Além disso, ele também pontuou que a parte técnica do “.br” funciona muito bem, tendo conseguido equilíbrio interessante entre transparência e segurança. “Nós, por exemplo, exigimos CNPJ ou CPF para registrar um “.br” e com isso o “.br” é um dos domínios menos abusados”, assinalou.  

Agora, o momento é de discussão da internet das coisas, advento de 5G, carros autônomos, uma evolução, mas com base na internet e para a qual o IPv6 é fundamental, uma vez que provê um novo esquema de numeração, da mesma forma que a telefonia teve de fazer, com mais números. “Sobre as coisas que se constroem sobre a estrutura, elas usam a estrutura, mas não precisam ser diretamente ligadas a ela”, ressaltou, completando que cada construção sobre a internet tem características próprias que não se misturam com a infraestrutura. 

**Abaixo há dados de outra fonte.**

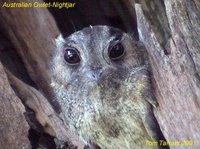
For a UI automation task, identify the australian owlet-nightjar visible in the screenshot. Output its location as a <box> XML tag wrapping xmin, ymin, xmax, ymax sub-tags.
<box><xmin>50</xmin><ymin>25</ymin><xmax>167</xmax><ymax>149</ymax></box>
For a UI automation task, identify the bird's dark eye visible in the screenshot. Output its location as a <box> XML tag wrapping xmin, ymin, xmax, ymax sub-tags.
<box><xmin>64</xmin><ymin>48</ymin><xmax>81</xmax><ymax>65</ymax></box>
<box><xmin>108</xmin><ymin>43</ymin><xmax>125</xmax><ymax>60</ymax></box>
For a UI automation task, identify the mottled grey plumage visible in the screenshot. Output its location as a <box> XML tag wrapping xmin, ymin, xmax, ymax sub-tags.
<box><xmin>50</xmin><ymin>26</ymin><xmax>165</xmax><ymax>149</ymax></box>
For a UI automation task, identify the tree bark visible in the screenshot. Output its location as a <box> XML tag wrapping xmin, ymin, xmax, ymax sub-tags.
<box><xmin>0</xmin><ymin>0</ymin><xmax>59</xmax><ymax>102</ymax></box>
<box><xmin>135</xmin><ymin>0</ymin><xmax>200</xmax><ymax>148</ymax></box>
<box><xmin>0</xmin><ymin>0</ymin><xmax>84</xmax><ymax>148</ymax></box>
<box><xmin>0</xmin><ymin>0</ymin><xmax>200</xmax><ymax>148</ymax></box>
<box><xmin>0</xmin><ymin>62</ymin><xmax>31</xmax><ymax>149</ymax></box>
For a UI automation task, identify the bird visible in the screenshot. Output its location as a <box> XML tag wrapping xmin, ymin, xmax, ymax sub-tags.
<box><xmin>50</xmin><ymin>25</ymin><xmax>168</xmax><ymax>149</ymax></box>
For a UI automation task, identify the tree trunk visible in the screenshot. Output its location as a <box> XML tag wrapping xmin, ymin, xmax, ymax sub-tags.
<box><xmin>0</xmin><ymin>62</ymin><xmax>30</xmax><ymax>149</ymax></box>
<box><xmin>0</xmin><ymin>0</ymin><xmax>84</xmax><ymax>148</ymax></box>
<box><xmin>0</xmin><ymin>0</ymin><xmax>199</xmax><ymax>148</ymax></box>
<box><xmin>135</xmin><ymin>0</ymin><xmax>200</xmax><ymax>148</ymax></box>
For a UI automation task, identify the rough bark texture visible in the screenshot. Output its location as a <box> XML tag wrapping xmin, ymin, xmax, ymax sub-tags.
<box><xmin>0</xmin><ymin>0</ymin><xmax>59</xmax><ymax>100</ymax></box>
<box><xmin>0</xmin><ymin>62</ymin><xmax>30</xmax><ymax>149</ymax></box>
<box><xmin>6</xmin><ymin>69</ymin><xmax>84</xmax><ymax>148</ymax></box>
<box><xmin>0</xmin><ymin>0</ymin><xmax>84</xmax><ymax>148</ymax></box>
<box><xmin>0</xmin><ymin>0</ymin><xmax>199</xmax><ymax>148</ymax></box>
<box><xmin>136</xmin><ymin>0</ymin><xmax>200</xmax><ymax>148</ymax></box>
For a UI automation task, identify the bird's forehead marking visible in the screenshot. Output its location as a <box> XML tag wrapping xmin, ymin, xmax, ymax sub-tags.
<box><xmin>65</xmin><ymin>26</ymin><xmax>124</xmax><ymax>57</ymax></box>
<box><xmin>69</xmin><ymin>26</ymin><xmax>123</xmax><ymax>43</ymax></box>
<box><xmin>89</xmin><ymin>25</ymin><xmax>93</xmax><ymax>29</ymax></box>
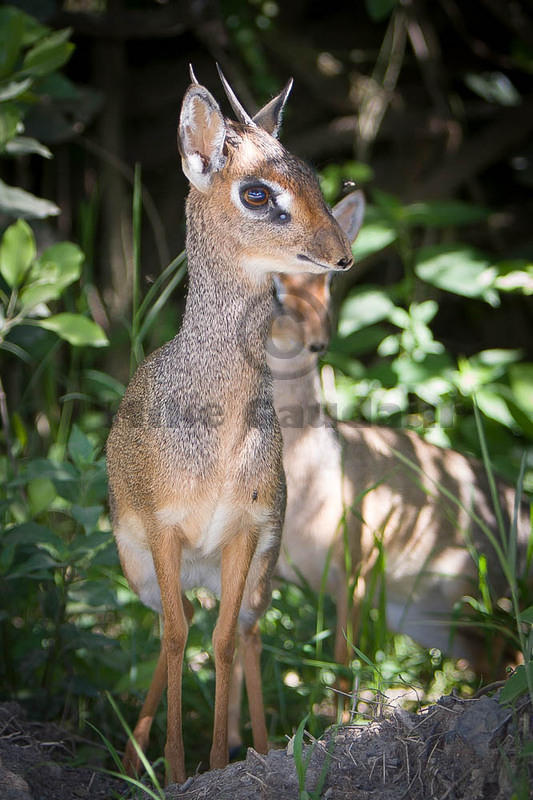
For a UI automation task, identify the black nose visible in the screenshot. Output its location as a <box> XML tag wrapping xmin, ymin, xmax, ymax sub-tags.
<box><xmin>336</xmin><ymin>255</ymin><xmax>353</xmax><ymax>269</ymax></box>
<box><xmin>309</xmin><ymin>341</ymin><xmax>327</xmax><ymax>354</ymax></box>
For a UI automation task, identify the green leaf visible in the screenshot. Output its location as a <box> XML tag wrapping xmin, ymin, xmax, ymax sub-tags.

“A gente defende que a estrutura seja mantida intacta, íntegra, sem rupturas e sem segmentações e, portanto, a internet tem que ser uma só, como é a telefonia e a luz elétrica. Se você usa a luz elétrica para fazer uma cadeira elétrica isso pode ser um mau uso, mas não é culpa da luz elétrica. Então, nós somos a favor de a infraestrutura se espalhar”, explicou Demi Getschko.

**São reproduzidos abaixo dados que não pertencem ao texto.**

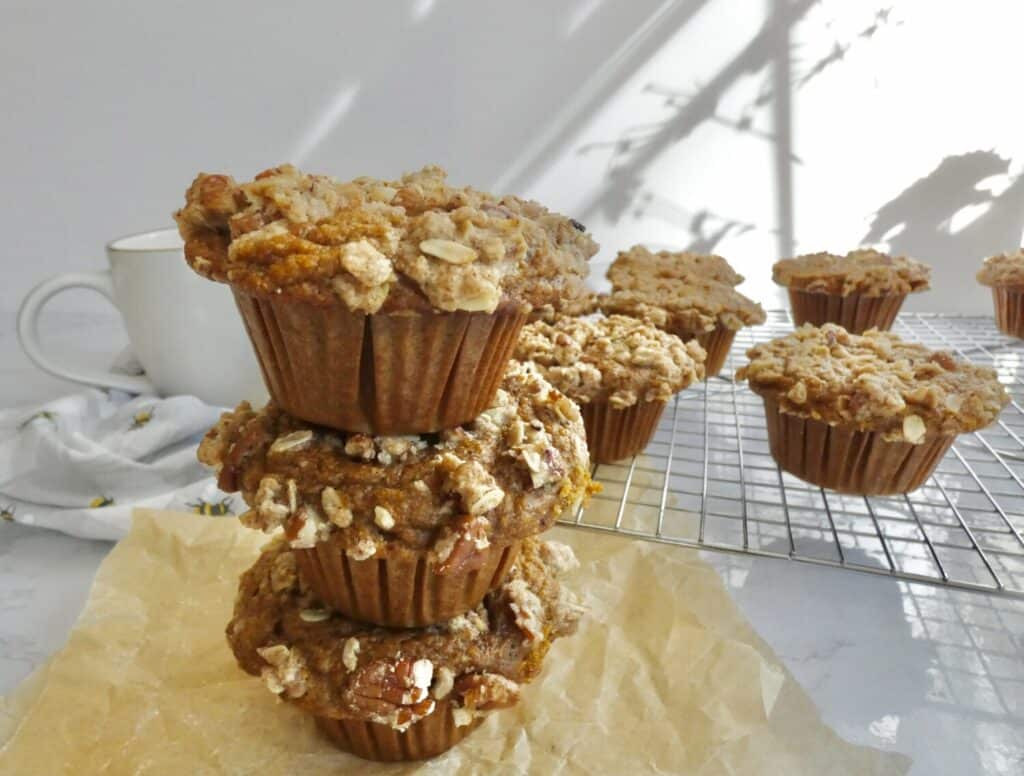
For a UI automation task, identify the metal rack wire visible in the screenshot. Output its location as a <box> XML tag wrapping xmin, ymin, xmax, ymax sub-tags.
<box><xmin>562</xmin><ymin>312</ymin><xmax>1024</xmax><ymax>599</ymax></box>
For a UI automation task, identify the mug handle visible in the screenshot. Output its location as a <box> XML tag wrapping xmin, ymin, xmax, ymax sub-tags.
<box><xmin>17</xmin><ymin>271</ymin><xmax>156</xmax><ymax>394</ymax></box>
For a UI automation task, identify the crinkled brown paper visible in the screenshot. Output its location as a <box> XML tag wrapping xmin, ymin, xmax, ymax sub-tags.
<box><xmin>0</xmin><ymin>510</ymin><xmax>909</xmax><ymax>774</ymax></box>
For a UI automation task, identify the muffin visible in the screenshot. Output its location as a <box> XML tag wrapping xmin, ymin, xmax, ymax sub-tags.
<box><xmin>515</xmin><ymin>315</ymin><xmax>706</xmax><ymax>463</ymax></box>
<box><xmin>174</xmin><ymin>164</ymin><xmax>597</xmax><ymax>434</ymax></box>
<box><xmin>977</xmin><ymin>250</ymin><xmax>1024</xmax><ymax>337</ymax></box>
<box><xmin>600</xmin><ymin>279</ymin><xmax>766</xmax><ymax>378</ymax></box>
<box><xmin>607</xmin><ymin>245</ymin><xmax>744</xmax><ymax>288</ymax></box>
<box><xmin>227</xmin><ymin>535</ymin><xmax>582</xmax><ymax>761</ymax></box>
<box><xmin>772</xmin><ymin>249</ymin><xmax>930</xmax><ymax>333</ymax></box>
<box><xmin>737</xmin><ymin>324</ymin><xmax>1009</xmax><ymax>494</ymax></box>
<box><xmin>198</xmin><ymin>361</ymin><xmax>592</xmax><ymax>627</ymax></box>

Cada vez mais, haverá plataformas baseadas em internet, de inteligência artificial a 5G. “A internet foi pensada como algo extremamente disseminado, em que cada um teria um ponto de acesso e cada um teria conteúdo próprio para ser acessado ou não, e com as plataformas, evidentemente, há uma concentração em alguns lugares. Essa concentração acontece porque os modelos de negócios são assim e porque é mais confortável você participar de um clubinho e receber as coisas por lá. Mas não devemos esquecer que a internet em si é para ser distribuída. Nesse ponto, os provedores têm um papel muito importante, eles dão acesso à internet e você vai para onde você quiser, do jeito que você quiser”, enfatizou.              

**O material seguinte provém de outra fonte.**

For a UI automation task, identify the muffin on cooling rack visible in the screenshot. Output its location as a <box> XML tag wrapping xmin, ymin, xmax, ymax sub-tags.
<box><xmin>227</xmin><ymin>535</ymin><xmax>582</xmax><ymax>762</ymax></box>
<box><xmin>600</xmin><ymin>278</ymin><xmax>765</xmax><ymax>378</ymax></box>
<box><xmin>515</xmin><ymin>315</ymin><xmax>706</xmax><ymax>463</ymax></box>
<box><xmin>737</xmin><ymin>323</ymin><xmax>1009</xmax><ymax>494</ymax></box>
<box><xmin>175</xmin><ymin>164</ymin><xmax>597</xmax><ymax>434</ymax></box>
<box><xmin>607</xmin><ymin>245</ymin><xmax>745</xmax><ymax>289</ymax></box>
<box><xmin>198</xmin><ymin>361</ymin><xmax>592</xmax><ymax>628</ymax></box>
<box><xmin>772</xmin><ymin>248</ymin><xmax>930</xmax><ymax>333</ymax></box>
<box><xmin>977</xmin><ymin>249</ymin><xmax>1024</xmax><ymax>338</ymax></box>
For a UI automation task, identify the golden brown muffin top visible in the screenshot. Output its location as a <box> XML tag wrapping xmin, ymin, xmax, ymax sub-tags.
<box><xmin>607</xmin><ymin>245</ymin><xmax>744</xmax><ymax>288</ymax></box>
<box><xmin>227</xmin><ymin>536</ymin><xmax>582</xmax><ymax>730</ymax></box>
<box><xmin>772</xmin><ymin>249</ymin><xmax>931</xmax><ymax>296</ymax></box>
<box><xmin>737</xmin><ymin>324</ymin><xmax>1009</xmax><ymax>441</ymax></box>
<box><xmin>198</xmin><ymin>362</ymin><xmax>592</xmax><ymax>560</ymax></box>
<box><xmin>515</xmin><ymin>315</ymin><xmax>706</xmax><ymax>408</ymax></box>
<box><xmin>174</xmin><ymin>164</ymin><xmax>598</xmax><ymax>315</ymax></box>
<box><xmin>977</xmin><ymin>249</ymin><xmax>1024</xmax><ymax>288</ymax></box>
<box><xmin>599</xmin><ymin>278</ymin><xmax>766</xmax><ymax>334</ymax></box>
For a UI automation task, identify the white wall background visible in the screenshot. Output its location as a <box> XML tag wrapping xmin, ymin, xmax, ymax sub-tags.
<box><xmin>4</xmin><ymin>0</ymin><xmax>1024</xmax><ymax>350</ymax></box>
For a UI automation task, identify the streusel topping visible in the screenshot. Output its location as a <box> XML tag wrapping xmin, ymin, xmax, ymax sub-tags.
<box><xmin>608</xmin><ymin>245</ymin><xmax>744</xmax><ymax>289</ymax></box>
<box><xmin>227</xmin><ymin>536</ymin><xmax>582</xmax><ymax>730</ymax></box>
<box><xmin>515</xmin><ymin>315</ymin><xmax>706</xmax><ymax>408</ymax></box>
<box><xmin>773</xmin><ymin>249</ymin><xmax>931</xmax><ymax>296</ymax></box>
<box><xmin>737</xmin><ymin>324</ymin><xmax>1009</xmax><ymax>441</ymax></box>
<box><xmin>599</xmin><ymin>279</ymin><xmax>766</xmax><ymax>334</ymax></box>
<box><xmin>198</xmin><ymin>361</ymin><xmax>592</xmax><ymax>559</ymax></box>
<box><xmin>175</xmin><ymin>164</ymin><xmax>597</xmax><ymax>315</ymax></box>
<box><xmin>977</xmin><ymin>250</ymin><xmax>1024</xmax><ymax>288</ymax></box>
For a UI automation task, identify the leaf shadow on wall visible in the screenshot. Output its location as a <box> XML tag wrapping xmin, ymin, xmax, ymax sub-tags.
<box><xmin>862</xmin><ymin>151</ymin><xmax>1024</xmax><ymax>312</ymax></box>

Justamente por isso, a separação do que é infraestrutura se faz importante. Com o decálogo, o CGI, que não é um órgão de regulação, nem de punição e nem de ação na área, tentou estabelecer os conceitos que deveriam ser preservados na internet. “Por exemplo, o conceito de rede única e não segmentável é um conceito a ser preservado. O conceito de intermediários, que não devem ser responsáveis pelo conteúdo, deve ser preservado, desde que se defina o que é intermediário. Quer dizer, o carteiro que me traz a carta não tem culpa se a carta me xinga ou se a carta é de boa ou má notícia. Isso é um problema que não tem a ver com o intermediário”, destacou.

O futuro

“Há muito tempo, quando me perguntaram o que iria acontecer com a internet, eu respondi e depois descobri que mais gente tinha respondido a mesma coisa. Não é nem criação minha a resposta de que a internet teoricamente vai sumir. Quer dizer, você vai parar de enxergar a internet como, em geral, você não se preocupa com a eletricidade; você liga o seu liquidificador na tomada e ele funciona. Como é que isso funciona, não interessa mais, quer dizer, a internet é algo que vai ser superado, porque todas as tecnologias que se interpenetram na nossa vida no dia a dia não são mais visíveis. O que são visíveis são as coisas sobre elas”, respondeu, quanto ao que esperar para os próximos 25 anos.  

Mas como chegar a essa internet onipresente, ubíqua, de uma maneira que a própria infraestrutura atenda a esse crescimento exponencial? “A tal da Lei de Moore, que foi feita há 50 anos, continua mais ou menos valendo, ou seja, a cada ano e meio a gente tem o dobro da capacidade com o mesmo custo que tinha um ano e meio atrás”, respondeu, dando como exemplo a fibra ótica. 

O risco, completou, é que você também delega muita coisa às ferramentas de informática e isso pode, eventualmente, sair de controle. Um problema que terá de ser enfrentado.